Louis Neron v. James E. Tierney, Etc.

841 F.2d 1197, 1988 U.S. App. LEXIS 3305, 1988 WL 20895
CourtCourt of Appeals for the First Circuit
DecidedMarch 15, 1988
Docket87-1710
StatusPublished
Cited by66 cases

This text of 841 F.2d 1197 (Louis Neron v. James E. Tierney, Etc.) is published on Counsel Stack Legal Research, covering Court of Appeals for the First Circuit primary law. Counsel Stack provides free access to over 12 million legal documents including statutes, case law, regulations, and constitutions.

Bluebook
Louis Neron v. James E. Tierney, Etc., 841 F.2d 1197, 1988 U.S. App. LEXIS 3305, 1988 WL 20895 (1st Cir. 1988).

Opinion

SELYA, Circuit Judge.

In October 1985, appellee, Louis Nerón, was convicted in a Maine state court of multiple counts of gross sexual misconduct in violation of 17-A Me.Rev.Stat.Ann. § 253 (1985). He thereafter moved for judgment of acquittal or in the alternative, a new trial. The motion was denied and sentence imposed. The Maine Supreme Judicial Court, sitting as the Law Court, rejected his direct appeal. State v. Neron, 519 A.2d 197 (Me.1986) (Neron I).

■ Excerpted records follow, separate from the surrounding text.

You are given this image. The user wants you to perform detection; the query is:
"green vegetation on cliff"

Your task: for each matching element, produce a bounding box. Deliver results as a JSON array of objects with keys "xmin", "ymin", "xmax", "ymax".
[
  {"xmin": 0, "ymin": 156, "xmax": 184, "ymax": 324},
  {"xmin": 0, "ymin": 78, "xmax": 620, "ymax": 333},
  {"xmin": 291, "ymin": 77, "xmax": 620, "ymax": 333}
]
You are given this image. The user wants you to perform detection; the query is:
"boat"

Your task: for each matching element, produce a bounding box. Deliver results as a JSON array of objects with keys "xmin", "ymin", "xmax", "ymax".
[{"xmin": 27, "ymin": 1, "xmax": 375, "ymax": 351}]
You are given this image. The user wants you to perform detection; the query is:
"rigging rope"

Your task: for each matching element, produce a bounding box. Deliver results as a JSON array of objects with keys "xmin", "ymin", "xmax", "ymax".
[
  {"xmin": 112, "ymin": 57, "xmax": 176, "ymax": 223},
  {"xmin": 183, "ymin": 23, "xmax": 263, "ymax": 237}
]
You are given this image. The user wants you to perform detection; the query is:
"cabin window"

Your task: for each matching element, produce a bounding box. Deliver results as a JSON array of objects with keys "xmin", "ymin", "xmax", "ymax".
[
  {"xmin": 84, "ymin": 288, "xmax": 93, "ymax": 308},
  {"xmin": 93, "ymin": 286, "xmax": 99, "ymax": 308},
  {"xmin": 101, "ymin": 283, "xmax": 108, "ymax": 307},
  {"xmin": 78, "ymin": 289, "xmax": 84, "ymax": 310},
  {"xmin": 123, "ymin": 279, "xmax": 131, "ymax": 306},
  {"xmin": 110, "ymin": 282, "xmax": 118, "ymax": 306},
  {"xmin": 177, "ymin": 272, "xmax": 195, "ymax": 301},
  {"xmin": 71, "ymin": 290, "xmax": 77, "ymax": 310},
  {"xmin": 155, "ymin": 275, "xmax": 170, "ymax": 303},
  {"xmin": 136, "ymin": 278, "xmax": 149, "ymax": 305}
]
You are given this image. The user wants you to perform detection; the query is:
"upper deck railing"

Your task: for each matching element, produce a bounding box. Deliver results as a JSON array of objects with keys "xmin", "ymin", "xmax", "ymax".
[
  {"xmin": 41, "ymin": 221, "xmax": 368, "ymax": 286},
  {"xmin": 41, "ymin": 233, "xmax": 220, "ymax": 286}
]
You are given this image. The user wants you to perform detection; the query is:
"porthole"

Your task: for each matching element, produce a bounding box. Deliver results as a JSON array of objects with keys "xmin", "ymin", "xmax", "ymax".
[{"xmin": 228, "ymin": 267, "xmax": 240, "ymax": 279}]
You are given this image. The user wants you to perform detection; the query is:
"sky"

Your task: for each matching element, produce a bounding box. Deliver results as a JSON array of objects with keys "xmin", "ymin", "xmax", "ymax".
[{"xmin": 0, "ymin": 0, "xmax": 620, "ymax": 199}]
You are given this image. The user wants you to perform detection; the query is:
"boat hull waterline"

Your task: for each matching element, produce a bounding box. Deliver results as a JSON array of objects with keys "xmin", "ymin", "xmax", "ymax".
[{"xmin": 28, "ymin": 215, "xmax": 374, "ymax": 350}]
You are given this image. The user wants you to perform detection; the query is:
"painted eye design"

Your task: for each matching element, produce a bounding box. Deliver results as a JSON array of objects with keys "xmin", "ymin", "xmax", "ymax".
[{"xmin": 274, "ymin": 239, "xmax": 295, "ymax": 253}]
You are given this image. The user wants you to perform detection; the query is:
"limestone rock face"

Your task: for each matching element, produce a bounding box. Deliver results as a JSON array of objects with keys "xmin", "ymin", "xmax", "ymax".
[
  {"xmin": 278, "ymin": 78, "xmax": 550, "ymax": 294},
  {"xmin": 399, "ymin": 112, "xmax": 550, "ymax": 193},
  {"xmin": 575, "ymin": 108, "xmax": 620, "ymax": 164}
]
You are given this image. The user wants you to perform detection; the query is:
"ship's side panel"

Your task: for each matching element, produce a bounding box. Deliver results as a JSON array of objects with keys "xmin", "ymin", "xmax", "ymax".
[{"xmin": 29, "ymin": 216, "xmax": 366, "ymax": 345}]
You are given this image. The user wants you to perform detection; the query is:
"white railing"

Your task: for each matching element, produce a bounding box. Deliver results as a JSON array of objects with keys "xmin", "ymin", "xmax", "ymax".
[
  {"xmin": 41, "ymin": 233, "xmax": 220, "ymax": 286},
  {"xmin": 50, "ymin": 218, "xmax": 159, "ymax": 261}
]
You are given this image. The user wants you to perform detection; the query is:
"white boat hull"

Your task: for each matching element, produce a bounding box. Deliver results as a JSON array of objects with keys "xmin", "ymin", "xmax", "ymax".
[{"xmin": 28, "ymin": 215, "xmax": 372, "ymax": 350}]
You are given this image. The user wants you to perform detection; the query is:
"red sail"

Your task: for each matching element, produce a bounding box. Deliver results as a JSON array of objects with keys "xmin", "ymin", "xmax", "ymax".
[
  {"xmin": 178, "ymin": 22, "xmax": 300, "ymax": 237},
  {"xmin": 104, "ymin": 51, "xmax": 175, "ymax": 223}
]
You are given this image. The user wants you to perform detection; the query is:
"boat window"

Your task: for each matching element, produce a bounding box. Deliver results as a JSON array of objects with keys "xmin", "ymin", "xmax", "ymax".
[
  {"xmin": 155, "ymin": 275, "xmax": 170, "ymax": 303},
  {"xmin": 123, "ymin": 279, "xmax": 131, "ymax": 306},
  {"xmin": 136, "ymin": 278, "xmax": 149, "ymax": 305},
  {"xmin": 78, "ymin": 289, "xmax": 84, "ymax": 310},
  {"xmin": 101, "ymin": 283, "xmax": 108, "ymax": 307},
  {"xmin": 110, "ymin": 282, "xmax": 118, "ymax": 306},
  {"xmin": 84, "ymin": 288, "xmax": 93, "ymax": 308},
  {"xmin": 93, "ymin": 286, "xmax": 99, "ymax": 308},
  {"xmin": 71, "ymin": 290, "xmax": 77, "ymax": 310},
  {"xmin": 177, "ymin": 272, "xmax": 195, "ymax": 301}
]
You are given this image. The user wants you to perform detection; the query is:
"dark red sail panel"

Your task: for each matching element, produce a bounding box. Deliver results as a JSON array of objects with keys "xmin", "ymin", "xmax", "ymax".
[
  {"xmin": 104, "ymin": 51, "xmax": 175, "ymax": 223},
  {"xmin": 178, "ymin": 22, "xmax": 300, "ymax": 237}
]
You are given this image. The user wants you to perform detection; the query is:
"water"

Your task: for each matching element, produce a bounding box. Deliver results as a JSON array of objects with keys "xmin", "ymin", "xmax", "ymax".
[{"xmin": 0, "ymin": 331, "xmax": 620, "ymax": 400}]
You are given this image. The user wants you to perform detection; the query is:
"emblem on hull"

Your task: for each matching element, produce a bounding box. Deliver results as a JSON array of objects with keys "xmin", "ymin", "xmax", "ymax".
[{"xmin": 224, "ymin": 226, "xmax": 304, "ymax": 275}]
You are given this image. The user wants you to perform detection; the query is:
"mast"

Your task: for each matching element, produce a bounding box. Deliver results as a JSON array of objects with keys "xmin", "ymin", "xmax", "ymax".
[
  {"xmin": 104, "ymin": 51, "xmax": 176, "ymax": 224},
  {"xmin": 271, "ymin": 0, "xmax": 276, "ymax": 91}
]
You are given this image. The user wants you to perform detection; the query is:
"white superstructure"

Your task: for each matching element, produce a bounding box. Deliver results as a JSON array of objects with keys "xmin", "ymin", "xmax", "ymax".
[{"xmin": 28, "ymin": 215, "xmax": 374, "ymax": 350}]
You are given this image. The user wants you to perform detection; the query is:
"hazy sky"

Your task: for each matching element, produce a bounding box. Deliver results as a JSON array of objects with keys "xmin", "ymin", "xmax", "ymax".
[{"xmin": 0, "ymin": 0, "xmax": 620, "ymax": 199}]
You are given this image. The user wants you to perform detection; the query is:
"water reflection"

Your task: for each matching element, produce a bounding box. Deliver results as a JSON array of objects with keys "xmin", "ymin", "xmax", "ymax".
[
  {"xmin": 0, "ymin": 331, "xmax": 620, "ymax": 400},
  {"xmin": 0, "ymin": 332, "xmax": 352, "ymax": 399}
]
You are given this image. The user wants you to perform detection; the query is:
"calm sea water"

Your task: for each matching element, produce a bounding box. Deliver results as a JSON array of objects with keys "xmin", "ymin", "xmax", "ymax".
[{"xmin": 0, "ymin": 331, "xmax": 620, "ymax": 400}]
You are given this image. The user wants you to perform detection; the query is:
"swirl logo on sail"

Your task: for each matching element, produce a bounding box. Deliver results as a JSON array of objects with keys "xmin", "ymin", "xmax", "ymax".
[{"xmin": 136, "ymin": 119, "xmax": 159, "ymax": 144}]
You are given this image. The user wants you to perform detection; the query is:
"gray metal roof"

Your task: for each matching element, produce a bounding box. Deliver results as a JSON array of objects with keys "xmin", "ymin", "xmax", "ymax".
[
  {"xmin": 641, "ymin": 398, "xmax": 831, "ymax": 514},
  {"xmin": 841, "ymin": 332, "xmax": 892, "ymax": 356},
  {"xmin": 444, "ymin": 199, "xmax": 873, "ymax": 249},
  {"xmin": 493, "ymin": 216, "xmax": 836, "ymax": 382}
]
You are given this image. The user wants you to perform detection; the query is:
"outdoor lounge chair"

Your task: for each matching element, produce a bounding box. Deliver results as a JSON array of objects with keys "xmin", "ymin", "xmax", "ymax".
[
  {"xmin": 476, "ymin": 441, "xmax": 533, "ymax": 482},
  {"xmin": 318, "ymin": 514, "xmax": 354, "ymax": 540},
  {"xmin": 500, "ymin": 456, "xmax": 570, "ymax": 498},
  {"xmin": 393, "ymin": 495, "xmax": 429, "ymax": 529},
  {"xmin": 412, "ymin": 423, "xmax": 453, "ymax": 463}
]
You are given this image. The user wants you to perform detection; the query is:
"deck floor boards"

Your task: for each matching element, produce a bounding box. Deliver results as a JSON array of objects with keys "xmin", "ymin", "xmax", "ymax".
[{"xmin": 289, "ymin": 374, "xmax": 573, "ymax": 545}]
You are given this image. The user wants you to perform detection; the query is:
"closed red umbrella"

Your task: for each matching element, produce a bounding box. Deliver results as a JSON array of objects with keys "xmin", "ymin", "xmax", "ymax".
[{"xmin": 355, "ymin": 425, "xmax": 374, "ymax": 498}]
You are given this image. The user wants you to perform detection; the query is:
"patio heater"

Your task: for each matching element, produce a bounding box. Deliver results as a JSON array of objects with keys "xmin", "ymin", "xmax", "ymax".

Undaunted, Nerón applied for habeas review in the United States District Court for the District of Maine under 28 U.S.C. §§ 2241-54, naming James E. Tierney, Maine’s attorney general, and James R. Clemons, warden of the state penitentiary, as respondents. He urged that he had been convicted in derogation of his constitutional rights to (1) due process and (2) trial by an impartial jury. The district court was persuaded that petitioner’s fourteenth amendment rights had been *1198 abridged, and granted relief. Neron v. Clemons, 662 F.Supp. 854 (D.Me.1987) (Neron II). We reverse.

I

The procedural background and factual underpinnings of the charged crimes and petitioner’s state trial are well summarized in Nerón I, 519 A.2d at 198-99, and no useful purpose would be served by retracing the Law Court’s steps. Rather, we will confine ourselves to an elucidation of the facts directly germane to whether Nerón was unfairly saddled with a juror who should not have been sworn, for that is the heart of the habeas case. We take these (essentially undisputed) facts from the state court record.

Robert Nerón, one of appellee’s sons, was not in court during appellee’s trial. He claimed never to have seen a jury roster, nor to have known the composition of the sitting jury. He was seemingly a stranger to his father’s ordeal. Within a day or two after the verdict, however, Robert’s detachment ended. While at the family homestead, he happened upon a jury list. Spotting the name of a particular juror, 1 Robert concluded that she was someone with whom he had once been romantically entangled. This discovery became the centerpiece of his father’s posttrial motion, wherein petitioner claimed that the juror had not only consorted with Robert, 2 but had also met petitioner’s wife, Lucy, and other son, Paul. The juror’s failure spontaneously to disclose these meetings or reveal the relationship, Nerón asserted, constituted misconduct. Moreover, it deprived the defense of a meaningful opportunity to inquire into her neutrality. This concatenation of circumstances, petitioner contended, rendered his trial constitutionally deficient.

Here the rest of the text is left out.